Cette abolition de la forme traditionnelle des têtes chez les Omaguas, fut bientôt suivie d’une diminution notable de ces indigènes. Jeunes et vieux moururent par douzaines ; certains virent dans cette mortalité un juste châtiment du mépris qu’on faisait des antiques coutumes ; d’autres l’attribuèrent à la petite vérole qui sévissait alors et étendit ses ravages à plusieurs tribus. Pour renforcer la famille Omagua, singulièrement amoindrie par cette épidémie, les Portugais lui adjoignirent des Indiens Cocamas, Yuris, Ticunas et Mayorunas, tirés des rivières voisines. Pauvres Omaguas, qui eût pu croire qu’un jour viendrait ou ils seraient forcés de fraterniser avec ces Ticunas et ces Mayorunas qu’ils haïssaient tant autrefois !

La cachet physiognomonique et distinct de ces quatre tribus, dénaturé par le croisement de leurs indigènes, n’est plus reconnaissable aujourd’hui dans le masque hybride d’une partie des habitants de São Pablo. Le

  1. Ce père Samuel Fritz, d’origine allemande, est l’auteur d’une carte de la contrée dont nous avons en temps et lieu signalé les erreurs.

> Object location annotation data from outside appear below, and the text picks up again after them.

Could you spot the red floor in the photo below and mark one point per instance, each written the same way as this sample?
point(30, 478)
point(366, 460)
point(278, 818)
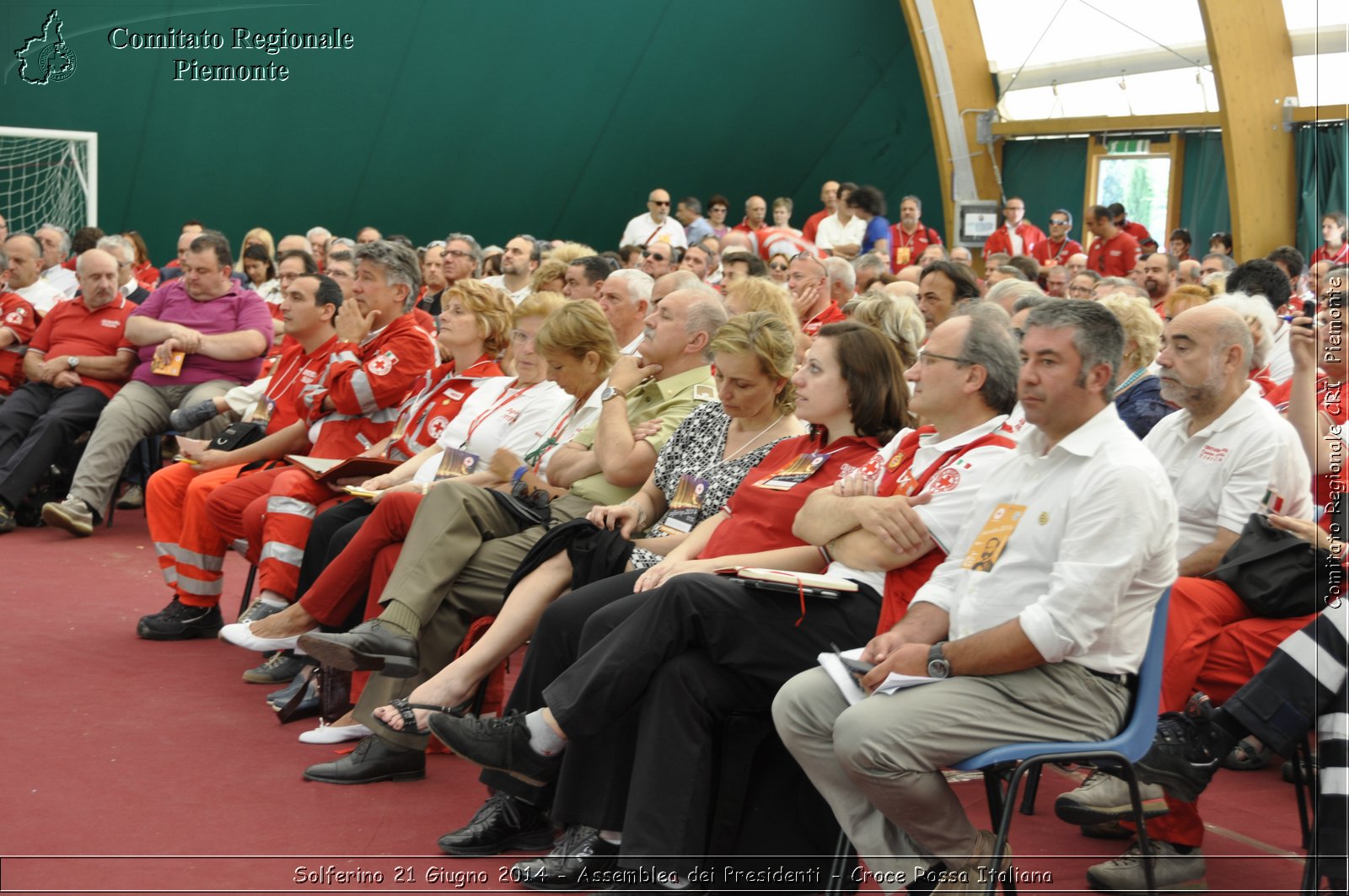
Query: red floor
point(145, 767)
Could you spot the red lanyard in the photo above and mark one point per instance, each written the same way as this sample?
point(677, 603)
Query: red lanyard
point(503, 402)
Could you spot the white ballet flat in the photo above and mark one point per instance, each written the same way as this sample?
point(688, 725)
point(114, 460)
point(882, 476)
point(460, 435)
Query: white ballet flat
point(335, 733)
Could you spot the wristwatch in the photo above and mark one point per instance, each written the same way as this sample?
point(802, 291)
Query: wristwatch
point(938, 664)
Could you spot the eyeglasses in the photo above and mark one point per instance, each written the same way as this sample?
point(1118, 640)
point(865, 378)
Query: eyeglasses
point(924, 354)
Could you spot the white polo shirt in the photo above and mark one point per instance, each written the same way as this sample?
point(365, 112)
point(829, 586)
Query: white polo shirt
point(831, 233)
point(1088, 559)
point(1220, 475)
point(644, 231)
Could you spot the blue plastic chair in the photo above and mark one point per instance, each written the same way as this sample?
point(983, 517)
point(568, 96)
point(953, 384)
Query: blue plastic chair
point(1120, 752)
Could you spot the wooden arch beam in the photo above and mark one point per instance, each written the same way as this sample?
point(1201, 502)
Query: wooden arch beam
point(1252, 67)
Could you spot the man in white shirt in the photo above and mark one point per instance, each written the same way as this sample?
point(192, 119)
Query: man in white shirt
point(841, 233)
point(519, 262)
point(1227, 453)
point(24, 271)
point(625, 297)
point(1045, 601)
point(56, 249)
point(656, 224)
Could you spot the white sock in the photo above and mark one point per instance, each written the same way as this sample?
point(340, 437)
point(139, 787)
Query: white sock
point(543, 738)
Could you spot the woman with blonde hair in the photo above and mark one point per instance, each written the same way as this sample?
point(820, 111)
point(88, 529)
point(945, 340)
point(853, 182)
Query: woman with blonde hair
point(760, 294)
point(258, 236)
point(1137, 392)
point(550, 276)
point(899, 320)
point(696, 473)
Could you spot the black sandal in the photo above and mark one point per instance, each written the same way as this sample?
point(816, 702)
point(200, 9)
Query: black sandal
point(405, 710)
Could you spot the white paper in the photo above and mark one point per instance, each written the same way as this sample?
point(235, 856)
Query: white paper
point(849, 687)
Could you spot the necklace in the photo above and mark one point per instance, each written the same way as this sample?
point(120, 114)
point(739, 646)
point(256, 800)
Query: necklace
point(1135, 377)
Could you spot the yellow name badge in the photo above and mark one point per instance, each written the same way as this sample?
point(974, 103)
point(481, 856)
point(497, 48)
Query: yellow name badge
point(993, 539)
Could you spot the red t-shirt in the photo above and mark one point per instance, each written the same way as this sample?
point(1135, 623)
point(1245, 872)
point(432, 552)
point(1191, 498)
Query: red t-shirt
point(71, 328)
point(830, 314)
point(1050, 253)
point(906, 249)
point(290, 375)
point(1115, 256)
point(813, 224)
point(17, 316)
point(760, 517)
point(425, 415)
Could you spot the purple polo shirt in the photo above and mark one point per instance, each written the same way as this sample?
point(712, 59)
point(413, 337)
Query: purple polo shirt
point(236, 311)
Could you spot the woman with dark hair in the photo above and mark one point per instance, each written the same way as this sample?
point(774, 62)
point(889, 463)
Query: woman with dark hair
point(1335, 249)
point(717, 208)
point(868, 204)
point(262, 274)
point(678, 625)
point(1180, 243)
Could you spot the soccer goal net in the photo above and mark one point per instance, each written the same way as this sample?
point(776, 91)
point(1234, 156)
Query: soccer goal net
point(49, 177)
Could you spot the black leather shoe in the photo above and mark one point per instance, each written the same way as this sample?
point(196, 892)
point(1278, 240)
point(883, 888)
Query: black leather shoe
point(373, 760)
point(503, 824)
point(371, 647)
point(580, 851)
point(498, 743)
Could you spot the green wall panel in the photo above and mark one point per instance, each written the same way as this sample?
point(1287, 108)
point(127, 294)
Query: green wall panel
point(546, 118)
point(1047, 174)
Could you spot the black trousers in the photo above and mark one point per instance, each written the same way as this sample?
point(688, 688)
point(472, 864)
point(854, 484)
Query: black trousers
point(37, 422)
point(656, 675)
point(553, 647)
point(330, 536)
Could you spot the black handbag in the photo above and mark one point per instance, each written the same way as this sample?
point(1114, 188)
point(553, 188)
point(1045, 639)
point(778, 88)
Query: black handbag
point(238, 436)
point(1272, 571)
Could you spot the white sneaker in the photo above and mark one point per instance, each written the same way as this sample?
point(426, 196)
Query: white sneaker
point(1105, 797)
point(1173, 871)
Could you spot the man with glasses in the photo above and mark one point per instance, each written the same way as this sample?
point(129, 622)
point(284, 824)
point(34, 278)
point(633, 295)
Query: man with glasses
point(1059, 249)
point(809, 282)
point(126, 255)
point(1016, 236)
point(658, 260)
point(1113, 253)
point(656, 224)
point(519, 262)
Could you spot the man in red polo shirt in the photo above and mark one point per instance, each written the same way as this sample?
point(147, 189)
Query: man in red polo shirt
point(1059, 247)
point(1132, 228)
point(809, 282)
point(755, 215)
point(1016, 236)
point(911, 236)
point(1113, 253)
point(74, 363)
point(829, 199)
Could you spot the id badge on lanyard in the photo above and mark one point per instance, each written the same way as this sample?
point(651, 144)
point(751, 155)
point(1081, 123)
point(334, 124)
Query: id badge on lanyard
point(793, 473)
point(685, 505)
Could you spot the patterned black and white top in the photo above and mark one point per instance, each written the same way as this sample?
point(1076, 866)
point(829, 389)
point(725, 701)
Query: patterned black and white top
point(696, 448)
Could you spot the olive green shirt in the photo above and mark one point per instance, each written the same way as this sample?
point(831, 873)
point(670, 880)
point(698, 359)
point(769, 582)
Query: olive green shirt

  2. C’est aux Omaguas qu’on attribue l’idée première de préparer la sève du ficus et de l’hevœa qu’ils appelaient cahechu et dont nous avons fait le mot caoutchouc. Avec ce lait gommeux ils fabriquaient des seringues en forme de poires, des canules, des sandales, des bracelets et autres objets. Comme les races de l’hémisphère nord, ils usaient du sac-tunique ou ichcahuepilli, qu’ils tissaient avec du coton et ornaient de broderies de plumes. À l’exemple des Quechuas, ils se servaient de la fronde avec beaucoup d’adresse ; mais leur fronde n’était qu’un bâton fendu à son extrémité et dans la fente duquel ils plaçaient une pierre.